Al suo apparire, nel 1936, sul leggendario giornale "L’avventuroso" (al quale abbiamo accennato già più volte su queste colonne), l’Uomo Mascherato ebbe da noi un successo travolgente. Forse era meno bello di Flash Gordon, le cui avventure occupavano la prima pagina del giornale (d’altra parte indossava una calzamaglia rossa e portava una mascherina nera), ma certo aveva un fascino tutto particolare, fatto di mistero, di humour (che latitava un po’ nelle storie degli altri personaggi degli anni Trenta) e di spunti sentimentali che interessavano anche le ragazze, fino ad allora piuttosto "tiepide" nei confronti dei comics.

Così, dal 1936 alla fine del 1938, L’Uomo Mascherato fu il personaggio "principe" de "L’avventuroso": i suoi albi, che uscivano con particolare frequenza, andavano continuamente esauriti e si doveva provvedere a ristamparli periodicamente.
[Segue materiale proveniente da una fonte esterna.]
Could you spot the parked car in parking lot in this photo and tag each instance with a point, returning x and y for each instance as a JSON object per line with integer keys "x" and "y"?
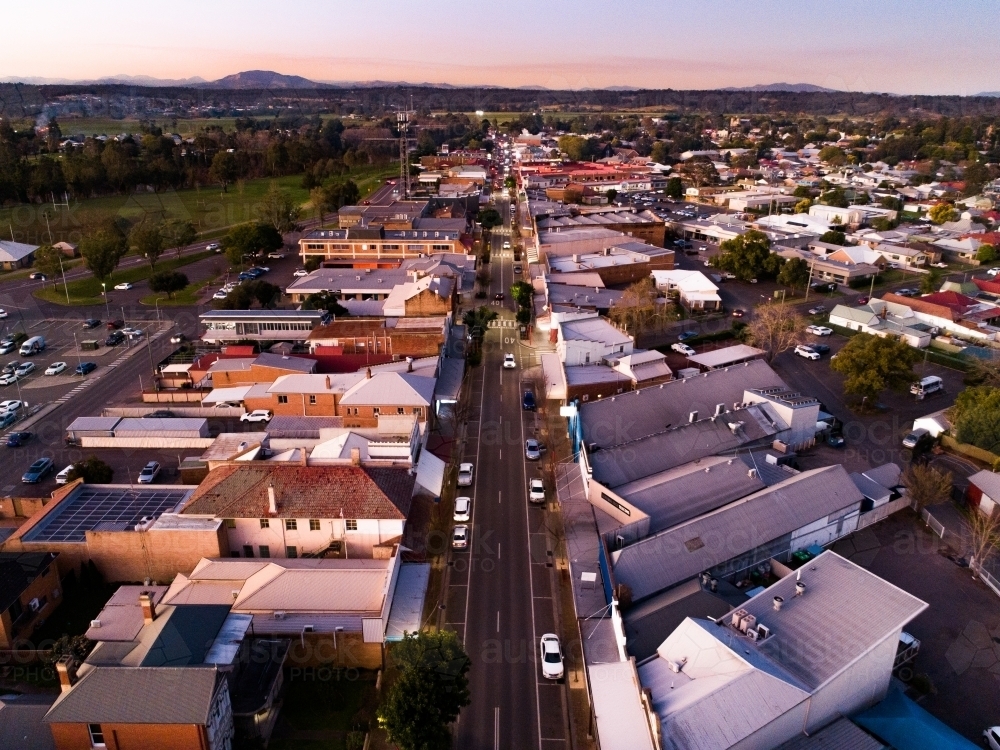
{"x": 149, "y": 473}
{"x": 37, "y": 471}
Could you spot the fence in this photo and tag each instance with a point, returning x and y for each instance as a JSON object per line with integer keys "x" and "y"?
{"x": 936, "y": 526}
{"x": 985, "y": 575}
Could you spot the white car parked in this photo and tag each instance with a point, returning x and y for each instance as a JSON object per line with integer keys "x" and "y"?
{"x": 257, "y": 415}
{"x": 551, "y": 657}
{"x": 463, "y": 508}
{"x": 819, "y": 330}
{"x": 465, "y": 475}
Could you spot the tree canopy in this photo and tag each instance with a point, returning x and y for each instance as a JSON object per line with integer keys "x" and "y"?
{"x": 430, "y": 688}
{"x": 748, "y": 257}
{"x": 870, "y": 364}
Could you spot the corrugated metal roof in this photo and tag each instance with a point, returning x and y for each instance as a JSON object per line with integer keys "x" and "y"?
{"x": 303, "y": 492}
{"x": 139, "y": 695}
{"x": 618, "y": 710}
{"x": 845, "y": 612}
{"x": 647, "y": 411}
{"x": 660, "y": 561}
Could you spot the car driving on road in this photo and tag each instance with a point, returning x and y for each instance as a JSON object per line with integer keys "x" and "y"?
{"x": 465, "y": 475}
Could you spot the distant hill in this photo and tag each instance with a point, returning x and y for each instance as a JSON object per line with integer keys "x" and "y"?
{"x": 795, "y": 88}
{"x": 262, "y": 79}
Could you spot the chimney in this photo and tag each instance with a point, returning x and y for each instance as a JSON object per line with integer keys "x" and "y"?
{"x": 148, "y": 608}
{"x": 66, "y": 669}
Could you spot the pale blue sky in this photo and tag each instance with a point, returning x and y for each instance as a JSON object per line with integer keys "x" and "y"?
{"x": 902, "y": 46}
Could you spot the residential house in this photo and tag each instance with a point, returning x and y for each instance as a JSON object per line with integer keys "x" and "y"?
{"x": 284, "y": 510}
{"x": 30, "y": 590}
{"x": 693, "y": 288}
{"x": 15, "y": 255}
{"x": 163, "y": 675}
{"x": 820, "y": 644}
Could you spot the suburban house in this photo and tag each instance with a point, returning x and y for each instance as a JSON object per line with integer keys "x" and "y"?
{"x": 30, "y": 590}
{"x": 819, "y": 644}
{"x": 340, "y": 612}
{"x": 285, "y": 510}
{"x": 180, "y": 676}
{"x": 694, "y": 290}
{"x": 15, "y": 255}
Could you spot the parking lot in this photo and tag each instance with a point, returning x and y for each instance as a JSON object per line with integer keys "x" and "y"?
{"x": 959, "y": 632}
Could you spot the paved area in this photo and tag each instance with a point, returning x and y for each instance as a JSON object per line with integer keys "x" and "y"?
{"x": 959, "y": 632}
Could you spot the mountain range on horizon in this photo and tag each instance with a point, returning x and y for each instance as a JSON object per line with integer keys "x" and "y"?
{"x": 269, "y": 79}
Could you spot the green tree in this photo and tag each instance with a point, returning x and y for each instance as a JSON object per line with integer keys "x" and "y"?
{"x": 224, "y": 169}
{"x": 794, "y": 274}
{"x": 167, "y": 281}
{"x": 249, "y": 240}
{"x": 522, "y": 292}
{"x": 985, "y": 254}
{"x": 279, "y": 209}
{"x": 976, "y": 416}
{"x": 48, "y": 261}
{"x": 430, "y": 688}
{"x": 178, "y": 233}
{"x": 92, "y": 470}
{"x": 147, "y": 240}
{"x": 102, "y": 250}
{"x": 748, "y": 257}
{"x": 942, "y": 212}
{"x": 870, "y": 364}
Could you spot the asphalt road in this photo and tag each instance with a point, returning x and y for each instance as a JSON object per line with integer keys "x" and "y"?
{"x": 500, "y": 591}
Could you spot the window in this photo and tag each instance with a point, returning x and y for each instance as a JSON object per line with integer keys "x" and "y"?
{"x": 96, "y": 735}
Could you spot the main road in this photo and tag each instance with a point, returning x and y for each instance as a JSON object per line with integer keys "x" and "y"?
{"x": 500, "y": 593}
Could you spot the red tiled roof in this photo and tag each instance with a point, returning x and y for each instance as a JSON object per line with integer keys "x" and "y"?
{"x": 304, "y": 492}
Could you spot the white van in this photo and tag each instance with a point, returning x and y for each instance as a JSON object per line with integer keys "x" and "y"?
{"x": 32, "y": 346}
{"x": 927, "y": 386}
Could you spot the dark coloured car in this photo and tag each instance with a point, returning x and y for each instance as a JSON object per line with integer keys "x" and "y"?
{"x": 37, "y": 471}
{"x": 17, "y": 439}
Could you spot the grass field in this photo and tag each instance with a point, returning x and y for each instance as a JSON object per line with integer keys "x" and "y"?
{"x": 88, "y": 291}
{"x": 211, "y": 210}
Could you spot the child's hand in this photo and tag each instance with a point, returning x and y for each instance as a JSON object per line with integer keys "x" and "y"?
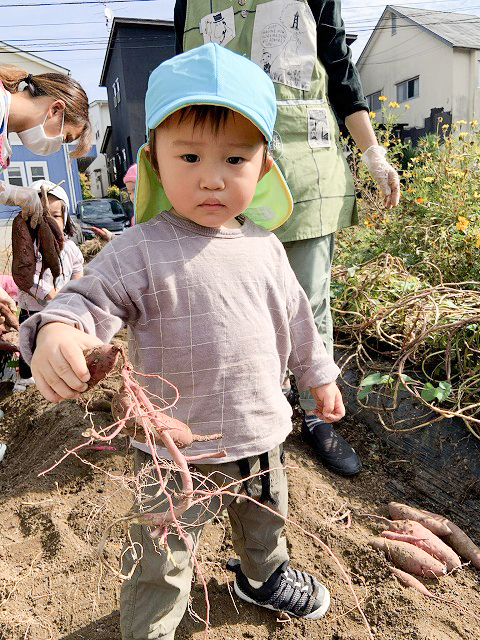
{"x": 329, "y": 402}
{"x": 58, "y": 364}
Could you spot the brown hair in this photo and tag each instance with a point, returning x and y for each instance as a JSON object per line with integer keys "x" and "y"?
{"x": 60, "y": 87}
{"x": 215, "y": 115}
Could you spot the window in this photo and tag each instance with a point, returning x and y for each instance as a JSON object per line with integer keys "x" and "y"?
{"x": 37, "y": 170}
{"x": 15, "y": 174}
{"x": 408, "y": 89}
{"x": 116, "y": 92}
{"x": 373, "y": 101}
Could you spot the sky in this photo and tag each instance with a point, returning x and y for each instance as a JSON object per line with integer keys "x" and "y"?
{"x": 74, "y": 33}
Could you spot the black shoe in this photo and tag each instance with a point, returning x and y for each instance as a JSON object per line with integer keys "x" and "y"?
{"x": 332, "y": 450}
{"x": 295, "y": 592}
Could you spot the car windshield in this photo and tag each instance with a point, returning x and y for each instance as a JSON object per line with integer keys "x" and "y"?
{"x": 98, "y": 210}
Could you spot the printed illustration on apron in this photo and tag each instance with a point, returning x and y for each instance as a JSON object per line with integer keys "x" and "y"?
{"x": 318, "y": 128}
{"x": 218, "y": 27}
{"x": 284, "y": 42}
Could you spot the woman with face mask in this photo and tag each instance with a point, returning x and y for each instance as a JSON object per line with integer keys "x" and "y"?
{"x": 50, "y": 110}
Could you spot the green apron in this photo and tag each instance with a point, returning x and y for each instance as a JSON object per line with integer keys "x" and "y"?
{"x": 280, "y": 36}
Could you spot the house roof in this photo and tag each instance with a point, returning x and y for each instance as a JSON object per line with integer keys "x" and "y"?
{"x": 117, "y": 22}
{"x": 30, "y": 56}
{"x": 455, "y": 29}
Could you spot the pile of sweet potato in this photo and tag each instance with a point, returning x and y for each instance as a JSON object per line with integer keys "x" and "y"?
{"x": 423, "y": 543}
{"x": 42, "y": 233}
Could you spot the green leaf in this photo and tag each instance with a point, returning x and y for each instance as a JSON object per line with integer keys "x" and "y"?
{"x": 366, "y": 384}
{"x": 440, "y": 393}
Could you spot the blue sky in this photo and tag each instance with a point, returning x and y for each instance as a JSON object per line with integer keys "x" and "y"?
{"x": 73, "y": 33}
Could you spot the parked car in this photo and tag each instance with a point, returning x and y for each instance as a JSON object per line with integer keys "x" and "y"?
{"x": 104, "y": 213}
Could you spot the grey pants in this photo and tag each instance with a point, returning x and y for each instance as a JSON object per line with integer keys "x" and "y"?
{"x": 311, "y": 261}
{"x": 154, "y": 599}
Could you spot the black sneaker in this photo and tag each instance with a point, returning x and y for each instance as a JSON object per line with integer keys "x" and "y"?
{"x": 289, "y": 590}
{"x": 332, "y": 450}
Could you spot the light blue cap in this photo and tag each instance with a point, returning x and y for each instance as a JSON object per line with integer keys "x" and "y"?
{"x": 213, "y": 75}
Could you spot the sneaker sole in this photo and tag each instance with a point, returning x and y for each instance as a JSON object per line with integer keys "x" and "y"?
{"x": 314, "y": 615}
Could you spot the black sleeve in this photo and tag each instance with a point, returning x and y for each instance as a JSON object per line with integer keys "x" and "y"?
{"x": 179, "y": 15}
{"x": 345, "y": 91}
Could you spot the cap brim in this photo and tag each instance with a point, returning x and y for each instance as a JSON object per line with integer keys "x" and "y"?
{"x": 271, "y": 206}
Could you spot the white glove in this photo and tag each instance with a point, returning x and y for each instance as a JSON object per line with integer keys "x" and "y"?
{"x": 25, "y": 198}
{"x": 383, "y": 173}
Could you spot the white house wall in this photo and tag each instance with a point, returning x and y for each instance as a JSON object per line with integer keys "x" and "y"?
{"x": 411, "y": 52}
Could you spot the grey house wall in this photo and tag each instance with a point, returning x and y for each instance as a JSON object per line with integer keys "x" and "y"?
{"x": 135, "y": 52}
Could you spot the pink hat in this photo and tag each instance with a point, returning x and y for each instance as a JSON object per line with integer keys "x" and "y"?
{"x": 131, "y": 175}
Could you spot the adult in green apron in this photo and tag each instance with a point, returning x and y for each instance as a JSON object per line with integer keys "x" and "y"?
{"x": 301, "y": 45}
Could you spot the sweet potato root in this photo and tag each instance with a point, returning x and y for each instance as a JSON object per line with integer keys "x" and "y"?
{"x": 158, "y": 421}
{"x": 410, "y": 558}
{"x": 10, "y": 318}
{"x": 464, "y": 545}
{"x": 455, "y": 537}
{"x": 23, "y": 254}
{"x": 430, "y": 543}
{"x": 48, "y": 247}
{"x": 100, "y": 361}
{"x": 420, "y": 536}
{"x": 435, "y": 523}
{"x": 9, "y": 342}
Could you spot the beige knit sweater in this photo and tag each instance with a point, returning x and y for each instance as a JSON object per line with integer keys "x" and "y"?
{"x": 220, "y": 314}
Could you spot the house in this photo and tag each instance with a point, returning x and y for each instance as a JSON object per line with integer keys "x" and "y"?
{"x": 25, "y": 166}
{"x": 135, "y": 48}
{"x": 428, "y": 60}
{"x": 94, "y": 165}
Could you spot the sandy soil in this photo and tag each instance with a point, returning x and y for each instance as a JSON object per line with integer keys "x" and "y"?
{"x": 53, "y": 588}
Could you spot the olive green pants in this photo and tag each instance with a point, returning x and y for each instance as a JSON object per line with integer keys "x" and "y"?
{"x": 154, "y": 599}
{"x": 311, "y": 260}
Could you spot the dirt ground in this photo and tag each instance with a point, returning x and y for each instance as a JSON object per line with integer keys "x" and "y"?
{"x": 53, "y": 588}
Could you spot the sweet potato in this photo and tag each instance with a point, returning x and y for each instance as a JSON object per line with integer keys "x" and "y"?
{"x": 455, "y": 537}
{"x": 100, "y": 361}
{"x": 57, "y": 233}
{"x": 410, "y": 558}
{"x": 49, "y": 249}
{"x": 418, "y": 535}
{"x": 10, "y": 318}
{"x": 158, "y": 422}
{"x": 435, "y": 523}
{"x": 9, "y": 342}
{"x": 464, "y": 545}
{"x": 23, "y": 254}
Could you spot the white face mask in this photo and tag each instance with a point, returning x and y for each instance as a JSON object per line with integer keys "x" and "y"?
{"x": 37, "y": 141}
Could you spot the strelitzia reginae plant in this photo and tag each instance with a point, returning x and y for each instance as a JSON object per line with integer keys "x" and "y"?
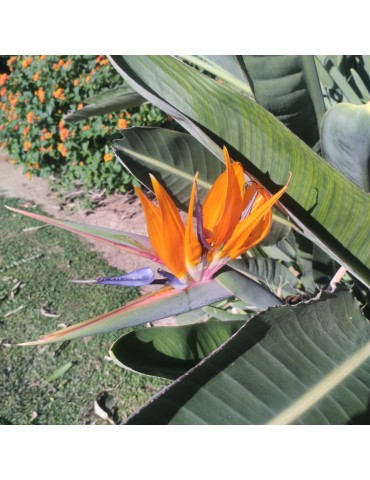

Fu in quel periodo, probabilmente a metà del 1937, che il settimanale fiorentino sfiorò le 500.000 copie settimanali. Poi, un brutto giorno del 1938, alla redazione di Via Faenza arrivò una circolare del Ministero della Cultura Popolare che equivaleva a un’autentica tragedia. Tutti i fumetti di importazione americana dovevano cessare le pubblicazioni: alcuni con decorrenza immediata (e Gordon fu la prima vittima del provvedimento), altri al termine delle storie in corso. Mario Nerbini e i suoi collaboratori entrarono, come si dice oggi, "in fibrillazione". Il titolare della Casa Editrice, che vantava antichi "meriti" maturati nel 1921-’22, si precipitò a Roma per parlare col Ministro. Ma non c’era nulla da fare: tranne Topolino, che sarebbe restato saldamente in mano a Mondadori (una storia che puzza ancora di bruciato ed è in gran parte da chiarire), tutti gli altri eroi d’Oltreoceano dovevano sloggiare. Mario Nerbini, se aveva davvero la Fede che vantava, doveva obbedire senza discutere alle direttive del Capo, in nome della "purezza" della Gioventù Italiana.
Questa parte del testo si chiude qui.